The trade is rejected. Then the counter-offer comes in… 

Short and Kerley’s Offers:

Andy Dalton

Roy Helu

Greg Little 

In Exchange For:

Drew Brees

Adrian Peterson

Hakeem Nicks

What the hell? That’s not a counter, it’s another deal entirely, and an insulting one to boot. Don’t take the players your partner is targeting off the table—just name the price you can live with. And frame it that way.

“While I could really use a reliable backup quarterback, to give up Martin, I’ll need Ridley as well.”

When a man approaches a woman in a bar, it’s understood that he has to impress her with his proposition. He wants her attention and has to prove why she should give it to him. Similarly, a trade offer’s recipient has the advantage. Your offer should immediately make sense, fulfill a need, address a weakness and not create a new one. The girl in the bar has had enough jerks in her life. She’s looking for someone who will make her happy. Maybe the fantasy owner needs to fill a hole at running back. Same principle.

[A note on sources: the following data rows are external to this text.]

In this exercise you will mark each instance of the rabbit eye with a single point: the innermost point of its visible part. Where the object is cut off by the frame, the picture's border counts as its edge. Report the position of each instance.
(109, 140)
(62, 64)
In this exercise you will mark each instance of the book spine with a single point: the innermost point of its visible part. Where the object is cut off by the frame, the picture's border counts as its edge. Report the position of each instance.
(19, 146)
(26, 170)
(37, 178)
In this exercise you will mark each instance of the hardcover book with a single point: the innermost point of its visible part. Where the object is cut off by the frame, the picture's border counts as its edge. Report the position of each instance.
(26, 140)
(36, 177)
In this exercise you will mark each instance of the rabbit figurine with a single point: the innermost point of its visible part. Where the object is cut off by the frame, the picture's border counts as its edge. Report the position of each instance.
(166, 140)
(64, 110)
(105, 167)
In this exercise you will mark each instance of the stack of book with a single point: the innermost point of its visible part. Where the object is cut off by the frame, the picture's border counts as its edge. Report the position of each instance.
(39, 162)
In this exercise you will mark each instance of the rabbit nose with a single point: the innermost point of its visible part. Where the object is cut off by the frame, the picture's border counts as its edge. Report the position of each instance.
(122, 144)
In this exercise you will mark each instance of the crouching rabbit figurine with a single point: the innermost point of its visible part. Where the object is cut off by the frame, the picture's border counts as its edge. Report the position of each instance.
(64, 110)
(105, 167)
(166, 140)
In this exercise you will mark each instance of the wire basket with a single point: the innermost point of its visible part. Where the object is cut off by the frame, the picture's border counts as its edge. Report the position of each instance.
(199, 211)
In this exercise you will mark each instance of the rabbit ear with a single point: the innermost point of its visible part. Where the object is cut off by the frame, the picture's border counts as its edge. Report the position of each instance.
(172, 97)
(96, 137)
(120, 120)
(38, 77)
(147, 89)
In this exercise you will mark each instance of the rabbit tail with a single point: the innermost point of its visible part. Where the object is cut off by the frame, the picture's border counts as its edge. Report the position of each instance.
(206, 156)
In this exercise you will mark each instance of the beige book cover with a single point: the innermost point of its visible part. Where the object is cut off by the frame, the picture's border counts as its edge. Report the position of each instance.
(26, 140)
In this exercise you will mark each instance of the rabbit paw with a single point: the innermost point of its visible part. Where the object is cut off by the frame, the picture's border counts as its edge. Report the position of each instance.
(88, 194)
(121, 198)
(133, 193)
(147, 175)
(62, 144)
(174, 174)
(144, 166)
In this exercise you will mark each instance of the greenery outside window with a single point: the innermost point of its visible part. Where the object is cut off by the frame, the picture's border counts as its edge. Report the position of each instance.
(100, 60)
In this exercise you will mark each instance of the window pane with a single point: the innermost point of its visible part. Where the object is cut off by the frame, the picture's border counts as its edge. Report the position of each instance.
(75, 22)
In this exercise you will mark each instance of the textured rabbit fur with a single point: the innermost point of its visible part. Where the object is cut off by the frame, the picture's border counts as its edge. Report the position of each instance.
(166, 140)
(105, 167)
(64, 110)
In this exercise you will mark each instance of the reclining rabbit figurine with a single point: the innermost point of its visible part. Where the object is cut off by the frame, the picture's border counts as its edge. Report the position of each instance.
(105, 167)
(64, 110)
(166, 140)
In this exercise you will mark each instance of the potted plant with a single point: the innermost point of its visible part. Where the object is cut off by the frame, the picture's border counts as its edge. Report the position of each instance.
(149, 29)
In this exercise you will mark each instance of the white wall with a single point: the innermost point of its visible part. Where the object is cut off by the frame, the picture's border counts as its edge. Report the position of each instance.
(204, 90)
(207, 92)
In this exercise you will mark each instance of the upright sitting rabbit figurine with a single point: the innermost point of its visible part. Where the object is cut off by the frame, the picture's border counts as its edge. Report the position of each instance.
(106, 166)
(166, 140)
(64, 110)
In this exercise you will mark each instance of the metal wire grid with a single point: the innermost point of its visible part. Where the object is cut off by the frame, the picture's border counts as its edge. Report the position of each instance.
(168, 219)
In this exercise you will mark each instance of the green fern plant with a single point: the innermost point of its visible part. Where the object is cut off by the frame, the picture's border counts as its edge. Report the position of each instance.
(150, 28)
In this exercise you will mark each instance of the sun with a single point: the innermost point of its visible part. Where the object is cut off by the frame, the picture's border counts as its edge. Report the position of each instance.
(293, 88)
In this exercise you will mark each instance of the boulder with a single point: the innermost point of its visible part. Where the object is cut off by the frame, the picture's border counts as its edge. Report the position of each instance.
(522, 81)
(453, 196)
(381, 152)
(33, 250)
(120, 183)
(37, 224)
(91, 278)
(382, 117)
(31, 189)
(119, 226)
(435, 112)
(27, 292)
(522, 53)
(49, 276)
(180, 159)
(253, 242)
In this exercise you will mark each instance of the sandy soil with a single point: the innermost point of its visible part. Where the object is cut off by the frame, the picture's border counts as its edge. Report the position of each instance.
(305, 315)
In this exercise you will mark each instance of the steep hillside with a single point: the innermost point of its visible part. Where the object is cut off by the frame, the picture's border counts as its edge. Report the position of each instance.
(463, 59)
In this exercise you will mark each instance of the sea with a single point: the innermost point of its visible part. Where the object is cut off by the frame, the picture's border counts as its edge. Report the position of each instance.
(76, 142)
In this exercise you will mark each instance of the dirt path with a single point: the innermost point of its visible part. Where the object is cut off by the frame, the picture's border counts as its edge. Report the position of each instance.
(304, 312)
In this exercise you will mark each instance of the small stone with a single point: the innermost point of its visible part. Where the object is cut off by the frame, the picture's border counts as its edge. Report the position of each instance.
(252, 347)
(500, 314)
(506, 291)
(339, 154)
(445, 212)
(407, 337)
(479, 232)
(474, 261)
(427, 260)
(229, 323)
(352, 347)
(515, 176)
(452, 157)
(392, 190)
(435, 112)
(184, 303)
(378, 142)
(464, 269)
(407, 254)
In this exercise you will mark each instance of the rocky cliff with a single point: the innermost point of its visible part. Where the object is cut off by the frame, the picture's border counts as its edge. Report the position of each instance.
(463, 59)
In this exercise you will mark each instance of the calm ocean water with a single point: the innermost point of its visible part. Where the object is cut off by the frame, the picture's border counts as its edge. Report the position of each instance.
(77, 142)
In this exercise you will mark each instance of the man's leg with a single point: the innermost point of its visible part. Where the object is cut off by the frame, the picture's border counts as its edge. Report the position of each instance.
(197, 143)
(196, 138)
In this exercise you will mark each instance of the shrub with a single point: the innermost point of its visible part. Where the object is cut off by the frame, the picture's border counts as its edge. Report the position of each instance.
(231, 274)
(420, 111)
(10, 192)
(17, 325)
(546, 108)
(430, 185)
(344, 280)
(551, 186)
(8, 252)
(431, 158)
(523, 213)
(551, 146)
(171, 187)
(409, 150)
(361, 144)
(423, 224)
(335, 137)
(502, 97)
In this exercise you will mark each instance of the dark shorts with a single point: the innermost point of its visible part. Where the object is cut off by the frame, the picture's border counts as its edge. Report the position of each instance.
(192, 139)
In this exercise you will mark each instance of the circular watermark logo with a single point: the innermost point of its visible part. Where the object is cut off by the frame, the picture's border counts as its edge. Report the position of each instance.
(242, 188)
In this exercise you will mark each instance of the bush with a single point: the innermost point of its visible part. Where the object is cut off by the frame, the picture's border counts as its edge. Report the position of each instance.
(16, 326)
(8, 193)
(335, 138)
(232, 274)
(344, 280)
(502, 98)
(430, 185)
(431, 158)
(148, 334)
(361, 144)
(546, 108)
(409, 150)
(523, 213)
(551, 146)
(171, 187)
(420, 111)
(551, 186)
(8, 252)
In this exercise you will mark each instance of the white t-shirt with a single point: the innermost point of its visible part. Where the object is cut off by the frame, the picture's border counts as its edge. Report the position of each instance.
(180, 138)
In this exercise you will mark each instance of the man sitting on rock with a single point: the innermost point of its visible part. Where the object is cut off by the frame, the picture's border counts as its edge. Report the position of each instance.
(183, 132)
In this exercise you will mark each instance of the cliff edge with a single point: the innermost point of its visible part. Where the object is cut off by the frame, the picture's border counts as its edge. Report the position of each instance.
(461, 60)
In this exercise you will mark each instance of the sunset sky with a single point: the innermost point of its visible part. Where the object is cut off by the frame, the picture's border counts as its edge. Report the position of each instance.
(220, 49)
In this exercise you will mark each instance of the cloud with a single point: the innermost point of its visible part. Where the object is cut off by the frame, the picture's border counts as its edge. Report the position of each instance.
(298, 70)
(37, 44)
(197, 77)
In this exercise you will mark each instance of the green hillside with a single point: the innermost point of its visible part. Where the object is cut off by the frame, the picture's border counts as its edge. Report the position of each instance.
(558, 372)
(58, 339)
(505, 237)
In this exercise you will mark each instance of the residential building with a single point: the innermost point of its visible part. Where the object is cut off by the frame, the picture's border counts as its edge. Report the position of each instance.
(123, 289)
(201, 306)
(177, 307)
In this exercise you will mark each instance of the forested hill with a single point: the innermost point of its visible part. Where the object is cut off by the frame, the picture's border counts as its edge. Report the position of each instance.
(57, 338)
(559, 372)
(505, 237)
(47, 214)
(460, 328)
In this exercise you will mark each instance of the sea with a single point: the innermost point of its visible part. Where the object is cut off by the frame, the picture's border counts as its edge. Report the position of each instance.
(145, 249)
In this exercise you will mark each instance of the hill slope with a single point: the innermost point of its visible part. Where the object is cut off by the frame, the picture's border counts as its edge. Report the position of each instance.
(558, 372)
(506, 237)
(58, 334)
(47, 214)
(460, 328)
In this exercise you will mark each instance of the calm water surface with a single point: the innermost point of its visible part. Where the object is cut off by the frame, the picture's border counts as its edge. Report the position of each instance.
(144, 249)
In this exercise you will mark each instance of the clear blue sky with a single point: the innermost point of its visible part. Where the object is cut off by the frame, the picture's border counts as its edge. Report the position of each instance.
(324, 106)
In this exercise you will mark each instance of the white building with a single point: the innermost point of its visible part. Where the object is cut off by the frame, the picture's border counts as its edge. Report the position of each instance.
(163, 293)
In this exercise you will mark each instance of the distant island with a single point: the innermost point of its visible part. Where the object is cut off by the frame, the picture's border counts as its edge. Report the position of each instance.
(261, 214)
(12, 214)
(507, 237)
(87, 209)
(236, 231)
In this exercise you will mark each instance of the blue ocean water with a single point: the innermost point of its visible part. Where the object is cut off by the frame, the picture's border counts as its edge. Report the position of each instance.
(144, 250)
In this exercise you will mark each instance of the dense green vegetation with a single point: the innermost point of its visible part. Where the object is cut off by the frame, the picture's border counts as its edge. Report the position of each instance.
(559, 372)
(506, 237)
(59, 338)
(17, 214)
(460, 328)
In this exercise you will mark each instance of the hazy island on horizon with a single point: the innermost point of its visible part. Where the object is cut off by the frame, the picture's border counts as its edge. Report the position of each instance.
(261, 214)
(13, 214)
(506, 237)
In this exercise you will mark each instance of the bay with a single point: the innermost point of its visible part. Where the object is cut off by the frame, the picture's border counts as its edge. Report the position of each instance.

But just as the girl in the bar shouldn’t be too stuck up about it, neither should the fantasy owner. If you receive a fair and respectful offer, don’t immediately ask for twice as much in the name of negotiating.

“You really want Julio, huh? Well, you can have him… For Megatron and McCoy.”

When Guy offers to buy Girl a drink, she shouldn’t order the most expensive drink on the menu. Knowing the owner making the offer really wants a player is an opportunity to extract full value for the player, not an invitation for roster pillaging. If you want a second date or future trades, it builds goodwill to graciously accept a clearly worthy offer. If you feel you can sweeten the deal further, ask for a backup as a throw-in. But don’t order the lobster.

Of course, the one-night-stand or “hate trade” is an option if you never want to deal with someone again. But whether it’s dating or fantasy football, long-term relationships are the most rewarding.